The photo above is from the Chiltern Society Photo Group and is the copyright of Rod Darrah who has given permission for it to be used here.
No. 97 is The Elephant & Castle pub, a listed grade II building. The possible origin of this sign is the coat of arms of the Worshipful Company of Cutlers which used ivory for their knife handles. Another suggestion arises from the marriage of Edward I to Eleanor of Castile. Her title in Spanish was “La Infanta de Castile”, hence Elephant and Castle. In the 19th century it was occupied by William Spratley and later Henry Dumbarton who appear to have been both butchers and beer retailers – to modern eyes a strange combination!
The residents were:
- 1841 William Spratley, Butcher aged 55, his wife Elizabeth the same age and children John 29, Mary and Ann and Eliza aged 20.

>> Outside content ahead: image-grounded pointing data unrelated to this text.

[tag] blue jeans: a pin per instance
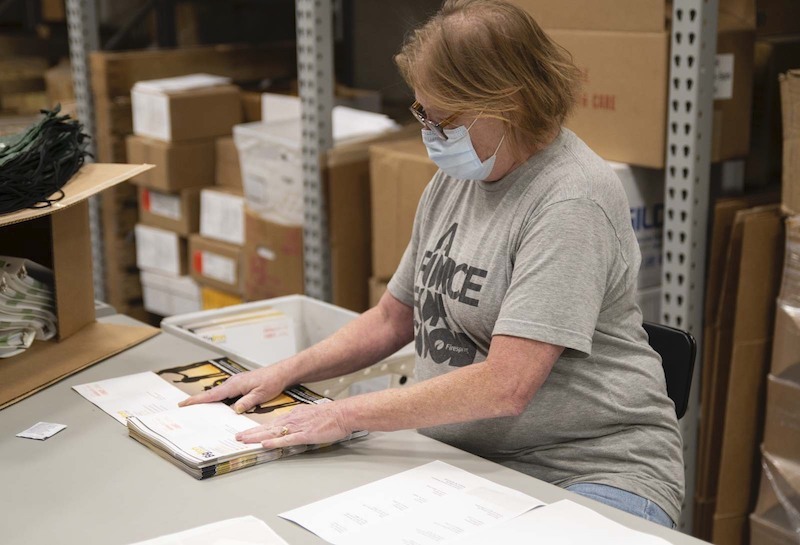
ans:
(623, 500)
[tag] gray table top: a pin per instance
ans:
(91, 483)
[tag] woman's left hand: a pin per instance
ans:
(305, 425)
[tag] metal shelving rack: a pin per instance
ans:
(694, 24)
(689, 126)
(84, 37)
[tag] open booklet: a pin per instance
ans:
(199, 439)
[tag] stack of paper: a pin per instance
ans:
(199, 439)
(27, 306)
(265, 336)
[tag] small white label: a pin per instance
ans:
(157, 250)
(151, 115)
(41, 431)
(222, 216)
(219, 268)
(723, 77)
(165, 205)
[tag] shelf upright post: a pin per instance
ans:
(84, 37)
(689, 131)
(315, 81)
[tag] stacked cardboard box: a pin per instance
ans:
(775, 517)
(22, 85)
(113, 75)
(622, 48)
(270, 162)
(790, 106)
(176, 122)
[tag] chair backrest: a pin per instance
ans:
(677, 349)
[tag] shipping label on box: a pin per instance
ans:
(222, 216)
(160, 250)
(168, 295)
(162, 204)
(215, 263)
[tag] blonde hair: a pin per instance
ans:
(491, 57)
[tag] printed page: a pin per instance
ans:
(239, 531)
(434, 503)
(133, 395)
(202, 432)
(563, 523)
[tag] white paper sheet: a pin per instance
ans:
(434, 503)
(202, 431)
(133, 395)
(239, 531)
(563, 523)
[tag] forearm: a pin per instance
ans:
(503, 385)
(374, 335)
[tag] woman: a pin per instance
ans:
(518, 286)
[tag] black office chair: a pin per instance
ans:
(677, 349)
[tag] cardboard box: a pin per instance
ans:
(742, 361)
(774, 55)
(216, 264)
(222, 215)
(627, 15)
(785, 349)
(185, 108)
(214, 298)
(228, 171)
(270, 155)
(273, 258)
(59, 238)
(644, 188)
(160, 251)
(782, 429)
(622, 111)
(777, 17)
(717, 319)
(179, 212)
(165, 294)
(178, 165)
(790, 106)
(399, 172)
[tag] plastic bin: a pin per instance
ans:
(313, 321)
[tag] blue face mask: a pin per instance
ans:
(456, 156)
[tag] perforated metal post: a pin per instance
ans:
(84, 37)
(691, 92)
(315, 80)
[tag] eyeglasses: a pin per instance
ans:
(422, 117)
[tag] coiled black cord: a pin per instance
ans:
(35, 165)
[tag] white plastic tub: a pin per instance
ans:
(313, 321)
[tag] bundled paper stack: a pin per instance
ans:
(27, 308)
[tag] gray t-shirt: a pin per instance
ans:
(547, 253)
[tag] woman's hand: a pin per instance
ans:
(255, 387)
(304, 425)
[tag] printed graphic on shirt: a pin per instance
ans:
(439, 278)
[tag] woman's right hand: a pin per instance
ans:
(254, 387)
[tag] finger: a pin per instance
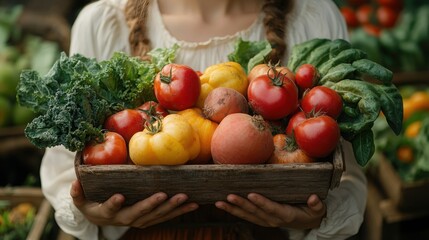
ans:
(110, 207)
(141, 208)
(167, 210)
(185, 208)
(241, 208)
(163, 211)
(76, 192)
(273, 213)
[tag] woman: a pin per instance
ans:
(206, 32)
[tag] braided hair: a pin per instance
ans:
(136, 12)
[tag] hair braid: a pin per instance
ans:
(275, 26)
(136, 12)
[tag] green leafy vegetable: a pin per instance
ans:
(78, 93)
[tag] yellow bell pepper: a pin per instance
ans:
(227, 74)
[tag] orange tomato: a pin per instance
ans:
(418, 101)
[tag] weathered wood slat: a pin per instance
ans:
(205, 184)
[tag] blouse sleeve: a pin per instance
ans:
(346, 203)
(98, 31)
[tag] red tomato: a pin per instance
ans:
(396, 4)
(125, 122)
(387, 16)
(323, 100)
(306, 76)
(273, 97)
(151, 109)
(363, 13)
(113, 150)
(317, 136)
(296, 119)
(264, 69)
(349, 16)
(177, 87)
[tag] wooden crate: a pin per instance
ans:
(17, 195)
(412, 196)
(205, 184)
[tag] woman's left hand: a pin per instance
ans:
(264, 212)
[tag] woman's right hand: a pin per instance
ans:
(150, 211)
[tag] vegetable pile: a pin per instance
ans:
(228, 113)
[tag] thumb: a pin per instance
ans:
(315, 204)
(76, 192)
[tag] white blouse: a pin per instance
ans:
(101, 29)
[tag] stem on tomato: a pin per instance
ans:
(155, 126)
(166, 78)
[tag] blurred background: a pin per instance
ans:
(394, 33)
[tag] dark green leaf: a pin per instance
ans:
(391, 106)
(363, 146)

- 1851 John Spratley 39 had taken over business as Butcher with wife Harriett aged 35, Assistant William Statham 19, Errand Boy William Pursey aged 16 and a House Servant Mary Ann Humphrey.
- 1861 John Spratley continued but this time property is described as Beerhouse and Butcher
- 1871 Henry Dumbarton Beerhouse keeper and Butcher
- 1881 Henry Gibbs 55 Innkeeper
- 1891 Henry Gibley 65
- 1901 Thomas Reeves 32 Beerhouse keeper
- 1911 Mrs Nina Marsh, who had a son and two daughters, was the innkeeper
Is there a ghost in The Elephant and Castle? A figure dress in black is said to disappear through walls, sitting in the kitchen and pinching barmaids’ bottoms.
No 99 is a listed building grade II with the sign for Maltings Mews over the arch. Legal documents show that there was a tannery here from the early 17th century to about 1800.